Ibrahim Maalouf enchaîne les mélodies et n’hésite pas à interagir avec son public « On a tous besoin de faire un peu de cardio, étant donné que ma maman me gave de ‘Kébbé’ (un plat populaire libanais) » plaisante l’artiste devant un public enflammé.

Le trompettiste incite son audience à danser, à chanter pendant plusieurs minutes pour accompagner ses compositions. 

Avec à la fois beaucoup de calme et d’intensité, le public se plonge dans un silence parfait pour se laisser emporter dans l’univers quasi-sacré du trompettiste lorsqu’il interprète True Sorry, un grand succès extrait de son album Illusions.

Une bouffée d'énergie.
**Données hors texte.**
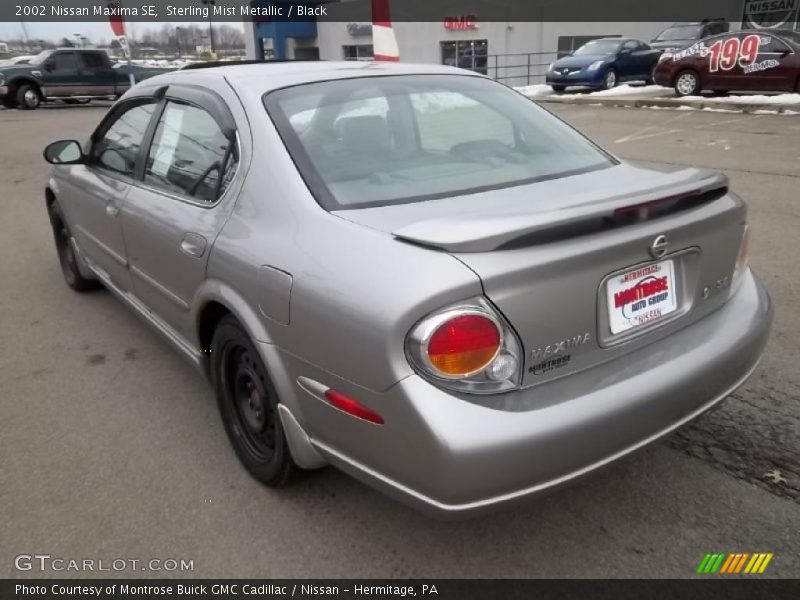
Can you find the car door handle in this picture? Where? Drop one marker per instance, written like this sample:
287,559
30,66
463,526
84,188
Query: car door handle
193,245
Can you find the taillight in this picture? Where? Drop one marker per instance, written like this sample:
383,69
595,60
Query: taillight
466,347
463,345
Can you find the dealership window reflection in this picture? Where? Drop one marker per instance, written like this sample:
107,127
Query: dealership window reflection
466,54
358,52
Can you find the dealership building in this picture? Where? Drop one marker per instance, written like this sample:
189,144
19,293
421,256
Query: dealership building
513,51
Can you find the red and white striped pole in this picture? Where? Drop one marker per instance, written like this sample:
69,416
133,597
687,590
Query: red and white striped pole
384,44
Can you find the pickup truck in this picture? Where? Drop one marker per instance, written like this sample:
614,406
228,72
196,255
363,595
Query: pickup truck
72,75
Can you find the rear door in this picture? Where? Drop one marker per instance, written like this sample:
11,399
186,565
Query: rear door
773,69
178,206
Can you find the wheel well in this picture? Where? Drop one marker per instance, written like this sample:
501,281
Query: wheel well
686,70
14,85
210,316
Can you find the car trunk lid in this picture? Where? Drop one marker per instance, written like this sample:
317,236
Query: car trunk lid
563,260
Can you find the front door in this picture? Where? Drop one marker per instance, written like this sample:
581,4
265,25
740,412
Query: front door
96,73
99,189
173,215
61,75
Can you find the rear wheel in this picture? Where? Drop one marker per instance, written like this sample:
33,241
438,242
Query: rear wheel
687,83
248,404
28,97
610,79
66,253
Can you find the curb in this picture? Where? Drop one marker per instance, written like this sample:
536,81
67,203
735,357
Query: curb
748,107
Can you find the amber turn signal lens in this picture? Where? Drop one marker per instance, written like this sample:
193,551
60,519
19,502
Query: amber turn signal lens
463,345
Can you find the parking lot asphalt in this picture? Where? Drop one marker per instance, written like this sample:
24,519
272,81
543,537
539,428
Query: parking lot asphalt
111,446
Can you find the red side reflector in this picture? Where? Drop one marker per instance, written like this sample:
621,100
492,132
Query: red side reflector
351,407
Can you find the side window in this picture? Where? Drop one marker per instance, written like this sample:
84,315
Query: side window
63,61
452,123
118,148
772,45
190,154
92,60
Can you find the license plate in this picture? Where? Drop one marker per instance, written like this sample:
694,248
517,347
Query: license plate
641,296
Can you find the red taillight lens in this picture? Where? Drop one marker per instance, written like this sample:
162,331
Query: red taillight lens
352,407
463,345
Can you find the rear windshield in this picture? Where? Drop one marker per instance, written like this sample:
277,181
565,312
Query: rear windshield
683,32
598,48
390,140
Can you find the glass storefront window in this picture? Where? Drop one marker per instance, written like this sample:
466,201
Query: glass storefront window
466,54
358,52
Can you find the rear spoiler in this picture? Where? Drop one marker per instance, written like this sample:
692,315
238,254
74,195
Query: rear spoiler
484,232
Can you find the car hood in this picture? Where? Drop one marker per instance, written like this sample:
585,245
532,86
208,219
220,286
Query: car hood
671,44
486,221
581,61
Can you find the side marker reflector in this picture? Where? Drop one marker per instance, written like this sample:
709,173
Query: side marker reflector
353,408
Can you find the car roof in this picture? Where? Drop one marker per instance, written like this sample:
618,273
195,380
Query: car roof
263,77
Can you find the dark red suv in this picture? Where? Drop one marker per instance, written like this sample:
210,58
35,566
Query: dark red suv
753,61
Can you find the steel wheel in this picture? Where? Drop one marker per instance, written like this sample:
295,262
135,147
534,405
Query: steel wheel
248,404
253,407
687,84
66,253
610,80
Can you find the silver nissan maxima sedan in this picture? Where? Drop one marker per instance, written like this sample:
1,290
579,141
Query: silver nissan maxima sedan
411,272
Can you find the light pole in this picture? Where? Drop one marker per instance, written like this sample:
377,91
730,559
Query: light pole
210,5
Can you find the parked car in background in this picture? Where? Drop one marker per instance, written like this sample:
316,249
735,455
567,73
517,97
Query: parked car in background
681,35
68,74
603,64
411,272
747,61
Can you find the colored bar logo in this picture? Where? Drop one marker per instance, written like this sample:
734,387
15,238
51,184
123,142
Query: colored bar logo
735,562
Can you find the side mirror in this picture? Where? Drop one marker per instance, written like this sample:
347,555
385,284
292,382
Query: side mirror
64,152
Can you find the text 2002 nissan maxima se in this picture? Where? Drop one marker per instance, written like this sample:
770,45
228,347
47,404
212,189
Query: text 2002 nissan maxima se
410,272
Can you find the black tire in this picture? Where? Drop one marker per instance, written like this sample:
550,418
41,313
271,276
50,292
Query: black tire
66,253
248,404
610,79
28,97
686,83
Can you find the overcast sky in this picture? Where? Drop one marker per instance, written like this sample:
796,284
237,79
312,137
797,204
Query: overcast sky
94,30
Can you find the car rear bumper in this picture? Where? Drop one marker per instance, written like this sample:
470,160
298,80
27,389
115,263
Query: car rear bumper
449,455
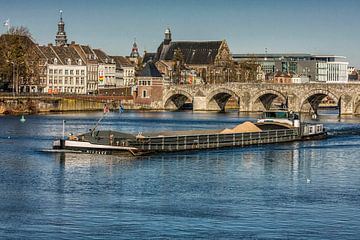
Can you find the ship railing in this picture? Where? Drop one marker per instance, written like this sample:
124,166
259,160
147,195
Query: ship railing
201,141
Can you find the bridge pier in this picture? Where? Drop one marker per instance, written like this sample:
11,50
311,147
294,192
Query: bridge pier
199,104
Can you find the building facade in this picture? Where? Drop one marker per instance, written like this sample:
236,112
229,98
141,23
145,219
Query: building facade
318,68
176,58
65,71
106,70
149,85
125,71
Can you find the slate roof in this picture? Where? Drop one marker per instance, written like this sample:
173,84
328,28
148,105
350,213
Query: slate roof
65,53
193,52
121,61
49,54
61,53
150,70
102,56
148,56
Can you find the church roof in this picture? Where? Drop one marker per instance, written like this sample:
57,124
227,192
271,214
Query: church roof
150,70
194,52
102,56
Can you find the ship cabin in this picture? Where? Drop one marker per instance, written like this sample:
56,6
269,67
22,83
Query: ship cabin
282,117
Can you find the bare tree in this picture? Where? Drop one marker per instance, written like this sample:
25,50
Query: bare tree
19,59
Le guitariste, le trompettiste, le bassiste et le pianiste y vont chacun de leur improvisation, Maalouf quitte la scène pour les laisser profiter de ce moment de gloire.

La chanteuse Flavia Coelho s'est aussi chargée d’introduire la soirée avec sa musique caribéenne, de reggae et de hip-hop.

Aussi spontané dans la vie que sur scène, Maalouf séduit. Il met l'accent sur la diversité ethno-culturelle et notre capacité à nous aimer (Capacity to Love). Il clôture ainsi son concert avec la réinterprétation du célèbre Discours final du « Dictateur », de Charlie Chaplin.

Standing ovation du public. Les mots « magnifiques », « magiques » et « grandioses » sont ceux qui reviennent le plus souvent sur les lèvres d’une audience impressionnée par la performance de l’artiste.